Die Ziele, die die Autorin erreichen will, sind nicht unbedingt bescheiden. Die Arbeit soll "tschechische volkssprachliche Literatur aus der Zeit der hussitischen Reformation untersuchen", insbesondere Homiletik in Hinblick auf die Rolle verschiedener religiöser Fraktionen, d. h. der Katholiken, der moderaten Utraquisten und der radikalen Taboriten. Die ersten beiden Kapitel behandeln Jan Hus, seine kirchliche und universitäre Karriere und steigende Radikalisierung. Im Vordergrund steht dabei insbesondere die Frage, wie er eine kirchenkritisch gesinnte Gemeinschaft um sich scharen konnte. Das dritte Kapitel widmet sich volkssprachlichen Liedern, die im utraquistischen wie auch katholischen Millieu verfasst wurden; das vierte Kapitel behandelt die radikale Kommunität in Tábor. Im fünften Kapitel werden zwei volkssprachliche Werke gegen radikale Hussiten in Tábor analysiert: Das anonym überlieferte Streitgedicht "Václav, Havel und Tábor" (Václav, Havel a Tábor) präsentiert die katholischen Positionen und der Traktat von Jan von Příbram "Das Leben der Taboritenpriester" (Život kněží táborských) die Perspektive der gemäßigten Utraquisten aus Prag auf die taboritischen Radikalen. Im sechsten Kapitel geht die Autorin der Frage nach dem Einfluss der Volkssprache auf die Theologie nach.

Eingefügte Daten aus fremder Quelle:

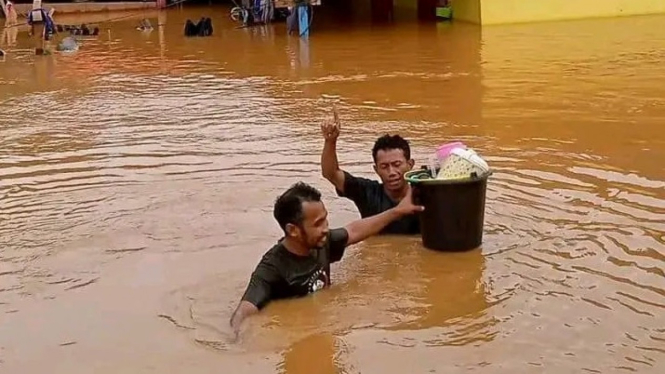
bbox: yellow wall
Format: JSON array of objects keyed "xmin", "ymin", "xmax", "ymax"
[{"xmin": 452, "ymin": 0, "xmax": 665, "ymax": 25}]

Das letzte Kapitel betrachtet die Geschichte der Hussitischen Revolution aus dem Blickwinkel zweier chronikalischer Werke, der Historia Hussitica von Laurenz von Březová und der Historia Bohemica von Aeneas Silvius Piccolomini.

Das schmale Buch behandelt zweifelsohne ein wichtiges Thema: Das umfangreiche, in vielerlei Hinsicht einzigartige Textmaterial stellt eine prominente Quellengruppe dar, die seit den Anfängen der modernen Geisteswissenschaften von der tschechischen Literaturwissenschaft und Philologie erforscht wurde. Die überwiegende Mehrheit der wichtigsten Forschungsergebnisse der letzten 150 Jahre ist jedoch nur auf Tschechisch zugänglich. Das heißt, eine englischsprachige Publikation hat sicher das Potenzial, die Aufmerksamkeit der internationalen Forschung auf diese spezifische literarische Produktion zu richten.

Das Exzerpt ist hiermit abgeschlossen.